The Bank of Ghana (BoG) is setting a number of targets that will boost financial inclusion in the short term.
Among the set, targets are an Enhanced Credit Information Sharing System by 2022 and the development of an Agent Registry by 2021.
Others are the launch and implementation of sustainable banking principles by 2022, as well as the formulation of a comprehensive policy framework to promote access to finance for Persons with Disability by 2021.
The Central Bank is also hopeful about the development of guidelines for consumer protection in the digital finance space by 2021.
Many analysts and market watchers will highly welcome the credit information sharing system as it will boost the reduction in the cost of credit.
Though there is a credit reporting Act which paved the way for the establishment of credit reference bureau companies to compile information of borrowers, the enhance credit information sharing system will help address the high non-performing loans in the system.
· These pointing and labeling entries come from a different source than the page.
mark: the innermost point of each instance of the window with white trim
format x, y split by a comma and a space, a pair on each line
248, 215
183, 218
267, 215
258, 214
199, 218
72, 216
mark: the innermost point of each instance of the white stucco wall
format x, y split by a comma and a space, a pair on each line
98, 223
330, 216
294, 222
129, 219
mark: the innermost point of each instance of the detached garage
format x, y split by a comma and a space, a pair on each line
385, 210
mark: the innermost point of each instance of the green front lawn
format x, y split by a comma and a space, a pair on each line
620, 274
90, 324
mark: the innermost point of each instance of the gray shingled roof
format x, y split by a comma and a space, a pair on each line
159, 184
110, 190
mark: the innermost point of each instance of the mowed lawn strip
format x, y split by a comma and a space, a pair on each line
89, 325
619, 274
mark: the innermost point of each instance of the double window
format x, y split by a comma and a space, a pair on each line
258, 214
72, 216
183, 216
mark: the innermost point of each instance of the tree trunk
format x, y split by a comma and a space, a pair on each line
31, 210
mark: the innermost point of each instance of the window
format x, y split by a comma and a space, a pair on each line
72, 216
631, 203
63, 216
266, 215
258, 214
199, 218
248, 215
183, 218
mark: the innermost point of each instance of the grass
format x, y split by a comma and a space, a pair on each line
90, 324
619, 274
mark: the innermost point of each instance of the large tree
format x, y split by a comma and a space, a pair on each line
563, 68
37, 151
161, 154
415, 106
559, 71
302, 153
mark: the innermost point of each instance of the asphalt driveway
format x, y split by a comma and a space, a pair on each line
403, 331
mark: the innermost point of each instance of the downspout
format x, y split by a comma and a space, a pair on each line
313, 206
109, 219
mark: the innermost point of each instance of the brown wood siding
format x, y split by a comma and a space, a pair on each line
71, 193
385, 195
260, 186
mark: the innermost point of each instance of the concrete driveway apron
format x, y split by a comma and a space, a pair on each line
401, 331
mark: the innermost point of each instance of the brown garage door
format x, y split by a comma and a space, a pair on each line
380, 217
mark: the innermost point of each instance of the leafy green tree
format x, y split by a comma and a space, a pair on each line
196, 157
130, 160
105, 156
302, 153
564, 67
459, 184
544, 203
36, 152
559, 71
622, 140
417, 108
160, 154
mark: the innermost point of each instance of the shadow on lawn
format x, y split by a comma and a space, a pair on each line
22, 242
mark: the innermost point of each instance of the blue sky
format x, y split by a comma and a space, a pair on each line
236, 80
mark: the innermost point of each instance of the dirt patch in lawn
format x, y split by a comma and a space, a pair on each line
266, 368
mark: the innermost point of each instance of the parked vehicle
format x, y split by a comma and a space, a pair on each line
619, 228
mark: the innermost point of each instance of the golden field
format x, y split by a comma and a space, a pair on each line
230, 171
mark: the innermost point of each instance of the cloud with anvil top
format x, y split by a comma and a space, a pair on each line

Between 30 to 35 per cent of the Ghanaian population are believed to have bank accounts or have access to bank accounts.
But total registered mobile money accounts stood at 32,470,793 in 2019.
Importantly, mobile money transactions increased to GH¢309.35 billion from GH¢223.21 billion in 2018. Similarly, total float balance increased to GH¢3.63 billion in 2019, from GH¢2.63 billion in 2018.
According to the BoG, the banking sector remained strong, safe and sound in 2019 as the clean-up and recapitalization of the sector continued to yield positive results.
Growth in assets size improved significantly, mainly due to an increase in deposits.
Credit growth at end-December 2019 was strong, despite declines during the course of the year.
During the reporting period, the Central Bank said the industry’s NPLs ratio was the lowest in five years.